Although officially over, the presidential elections are still causing a stir. Among the most hotly debated issues is the turn-out rate. Candidates’ campaigns claim that the turn-out rate has reached over 51 percent, while head of the electoral committee, Farouk Sultan, pointed out that no indication shows that the turn-out rate reached 42.02 percent. After the announcement of the candidates who qualified for the run-off round of elections the idea of not taking part in the elections increased in popularity.
The movement calling for boycotting the elections gained momentum on the ground, with several prominent activists joining the election rejection movement. So, the speculations about a low turn-out rate began early on in the process.
Yet, according to the official campaigns of the presidential candidates, an estimate of 51 percent of those eligible to vote participated in the presidential elections. Such high turn-out rates produced a lot of skepticism on the ground, especially when contrasted with a first round turn-out rate of 43 percent.

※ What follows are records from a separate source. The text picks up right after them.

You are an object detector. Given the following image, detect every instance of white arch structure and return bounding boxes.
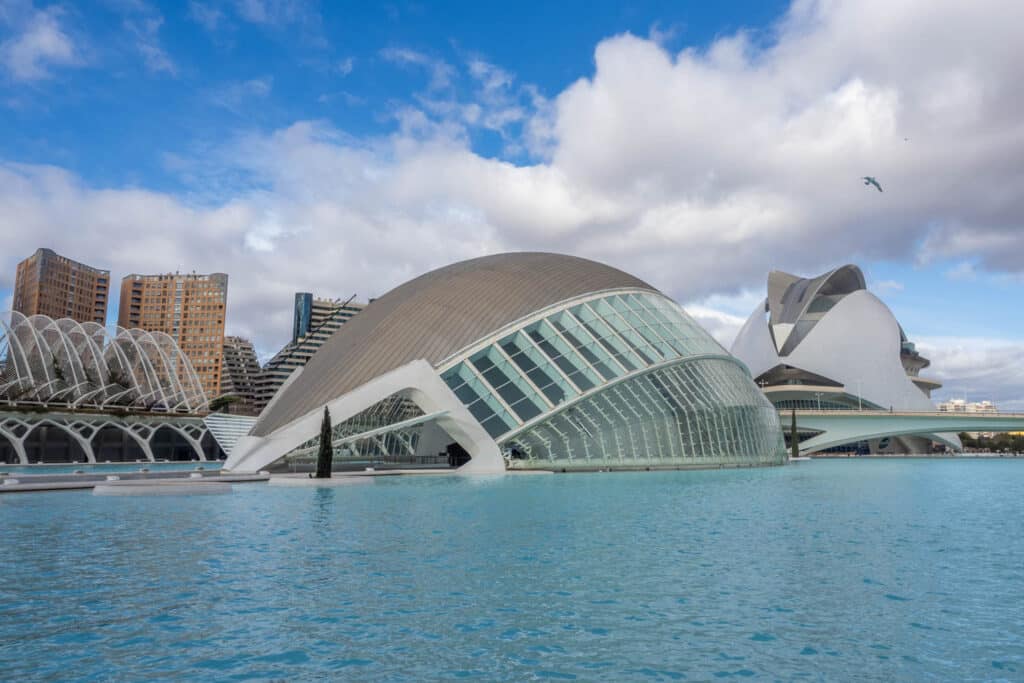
[0,411,219,465]
[0,311,208,414]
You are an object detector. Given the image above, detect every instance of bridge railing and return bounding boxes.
[778,408,1024,420]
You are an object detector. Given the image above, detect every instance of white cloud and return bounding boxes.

“The numbers raise scepticism, to say the least,” said Omar Kamel, one of the more outspoken activists participating in the boycott movement. “From what we’ve witnessed during the parliamentary elections, as well as the first round of presidential elections, voters mostly prefer to go to the polling stations during the first day of elections.”

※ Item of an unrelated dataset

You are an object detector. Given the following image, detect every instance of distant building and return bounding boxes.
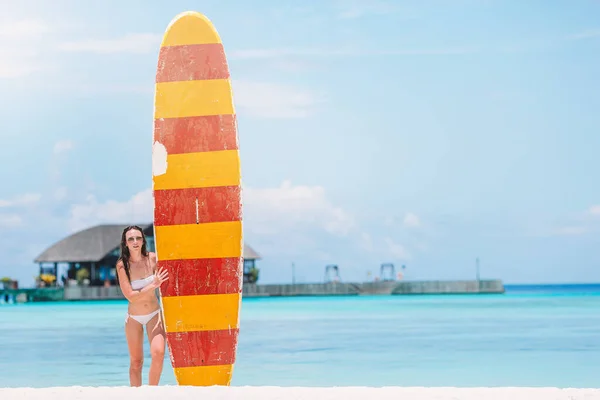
[34,224,260,286]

Yet, as Kamel pointed out, the Lawyers’ Syndicate stated that the turn-out rate on the first day was barely 15 percent of eligible voters.
Moreover, Kamel retold the story of overhearing army tanks roaming the streets of Zamalek, where Kamel lives, encouraging people to go to the stations and cast their votes. “I was also told by someone I know in a Gharbeya polling station, that out of the 5000 eligible to vote, only 200 showed up on the first day” Kamel added.
Another sceptic is Rami Ghanem, a civil rights lawyer and member of the political office of the Justice and Democracy National Front.“Contacts from Suez were telling me that the turn-out rate on the first day barely reached 4 percent ” Ghanem told the DNE.
Mostafa Hegazy observed the electoral process in the first as well as the run-off rounds of elections on behalf of Shayfeenkom, a popular movement overseeing the integrity and legitimacy of the electoral process in Egypt, and said that the announced turn-out rates definitely raise question marks. Hegazy said the sheets holding eligible voters’ names in the polling stations, where voters should sign to verify that they participated in the elections, were predominantly empty. Let alone the pictures of polling-stations themselves, where the low density of voters did not match the announced turn-out rates.
“Considering that the so-far announced turn-out rate is relatively equal to that of the participation in the 2011 parliamentary elections” Hegazy said, “the crowds at the polling station didn’t match those at the parliamentary elections by any means.”
“Put into consideration that the number of polling stations in the parliamentary elections was larger than that in the presidential elections” Kamel further illustrated. He said polling stations should have been more crowded during this run-off round, not the other way around. “Did the voters suddenly turn invisible inside the polling stations?” Kamel rhetorically asked.
All our sources stressed, there is no tangible proof that the announced turn-out rate was falsified or doctored, only indicators. “Shayfeenkom isn’t concerned with the turn-out rate, either,” Hegazy stressed.
Civil rights activist Ghanem expected appeals filed by both candidates regarding ballot-counting, which might produce some surprises when elections numbers are officially announced Thursday.